PENGANTAR BUKU
APA DAN SIAPA EDISI REVISI
APA DAN SIAPA EDISI REVISI
TENTANG SEBUAH
KOMITMEN: PENGANTAR EDISI REVISI
Penerbitan buku
Apa dan Siapa Penyair Indonesia (Jakarta: Yayasan Hari Puisi, 2017, xxviii +
675 halaman) yang peluncurannya diselenggarakan di Taman Ismail Marzuki
menandai puncak perayaan Hari Puisi, 4 Oktober 2017, seketika mendapat
tanggapan dan reaksi yang beragam. Sebagian besar penyair kita, terutama mereka
yang tidak tinggal di Jakarta, menyambut antusias dengan berbagai komentar
positifnya. Sebagiannya lagi menyampaikan sejumlah saran dan usul ini-itu
dengan nada yang konstruktif. Ringkasnya: tujuan penerbitan dan harapan Tim
Editor buku Apa dan Siapa Penyair Indonesia (selanjutnya disingkat: ASPI) itu,
sebagian besarnya nyaris tercapai. Semua komentar dan tanggapan itu, tentu saja
sangat diperhatikan dan dicatat dengan seksama, karena kami menyadari, bahwa
buku itu mesti segera diperbaiki dan direvisi secara menyeluruh.
Di luar semua
tanggapan dan komentar positif itu, ada pula tanggapan negatif dengan segala
tudingan dan penilaian yang serbaminus. Ada yang berkomentar, bahwa penerbitan
buku itu merupakan proyek raksasa dengan dana yang berlimpah. Malahan ada pula
yang menuduh, bahwa para penyusunnya tunduk pada kepentingan sponsor atau
setidak-tidaknya, ada permainan politik sastra di sana. Tentu saja segala
komentar miring dan syakwasangka itu sama sekali tidak berdasar, karena
semata-mata mengandalkan konon kabarnya atau berangkat dari sikap apriori, jika
tidak dapat dikatakan negative thinking. Beberapa komentar yang pada dasarnya
lantaran kesalahpahaman itu, coba kami tanggapi dengan duka dan suka. Kami
percaya, segala komentar dan tanggapan itu, lebih didasari oleh kecintaan mereka
pada sastra, pada puisi.
Kritik lain
berkaitan dengan tugas editor dengan ko-editornya. Sebagian besar kritik yang
disampaikan itu menyangkut kekurangcermatan, ketergesa-gesaan, dan seterusnya
dan seterusnya. Segala kritik itu tentu saja kami catat dan kami perhatikan
dengan sangat serius. Atas segala kritik dan semangat untuk mengingatkan itu,
kami meyakininya sebagai kepedulian dan harapan ekspektasi mereka pada buku
ASPI. Untuk segala kritik dan pesan yang konstruktif, yang positif atau negatif
sekalipun, kami menyampaikan penghargaan yang tinggi dan terima kasih yang
mendalam.
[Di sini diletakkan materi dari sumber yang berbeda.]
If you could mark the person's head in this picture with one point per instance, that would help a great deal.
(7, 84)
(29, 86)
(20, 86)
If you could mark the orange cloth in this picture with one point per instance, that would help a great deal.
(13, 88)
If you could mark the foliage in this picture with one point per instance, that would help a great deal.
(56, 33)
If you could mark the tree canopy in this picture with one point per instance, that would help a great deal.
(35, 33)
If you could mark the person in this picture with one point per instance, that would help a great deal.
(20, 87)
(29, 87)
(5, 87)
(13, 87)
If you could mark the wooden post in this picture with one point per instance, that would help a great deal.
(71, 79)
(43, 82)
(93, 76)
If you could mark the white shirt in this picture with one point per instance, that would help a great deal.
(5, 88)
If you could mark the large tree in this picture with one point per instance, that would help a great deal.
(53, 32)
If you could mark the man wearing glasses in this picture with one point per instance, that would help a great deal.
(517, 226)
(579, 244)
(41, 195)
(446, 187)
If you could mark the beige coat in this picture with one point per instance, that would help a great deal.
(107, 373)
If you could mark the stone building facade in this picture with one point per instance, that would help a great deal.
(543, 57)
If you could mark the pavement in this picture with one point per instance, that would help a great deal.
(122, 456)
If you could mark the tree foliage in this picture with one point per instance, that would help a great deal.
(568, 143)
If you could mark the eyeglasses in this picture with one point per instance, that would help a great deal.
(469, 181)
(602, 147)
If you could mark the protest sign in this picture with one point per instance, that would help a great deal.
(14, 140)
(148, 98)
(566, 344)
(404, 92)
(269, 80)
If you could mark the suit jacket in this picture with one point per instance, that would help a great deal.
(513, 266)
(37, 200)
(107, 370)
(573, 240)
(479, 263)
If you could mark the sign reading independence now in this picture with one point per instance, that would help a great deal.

Semoga buku ASPI edisi revisi ini dapat memenuhi harapan banyak
pihak. Syukur-syukur dapat menggembirakan dan memberi kontribusi penting bagi
dunia kepenyairan Indonesia.
Perlu
disampaikan di sini: Tim Penyusun berusaha tetap pada komitmen awal, bahwa
penerbitan buku ASPI penting sebagai pencatatan dan pendataan biodata para
penyair kita yang tersebar di pelosok Tanah Air. Dengan kesadaran itu, entri
buku itu memasukkan siapa pun yang sejak lama berkiprah dalam dunia kepenyairan
atau mereka yang menerbitkan buku puisi, atau lagi, siapa pun yang namanya
layak dimasukkan sebagai entri buku ini. Jadi, apakah dia penyair maestro atau
penyair pendatang baru atau sekadar menulis puisi dan menerbitkan buku
puisinya, diperlakukan sebagai punya hak namanya dimasukkan sebagai entri buku
ini, berapa pun besar kecilnya sumbangan mereka pada perpuisian Indonesia.
Tidak soal. Sebab, tujuan yang terutama penyusunan buku ini tidak lain adalah
usaha pendokumentasian dan pendataan. Perkara kualitas, biarlah kami serahkan
sebagai urusan penilaian publik. Kami, Tim Penyusun, sekadar mencatat biodata
dan kiprah kepenyairannya.
Titik!
***
Dalam dunia
perbukuan, terbitnya edisi revisi untuk buku apa pun adalah hal yang lazim. Ia
bukan sesuatu yang istimewa dan luar biasa. Meskipun begitu, edisi revisi perlu
dilakukan—dan sebaiknya begitu— untuk menunjukkan sebuah perkembangan, baik
yang menyangkut pemikiran dan gagasan, maupun konteksnya dalam menyikapi
perubahan zaman yang mempengaruhi ilmu pengetahuan dan situasi sosial.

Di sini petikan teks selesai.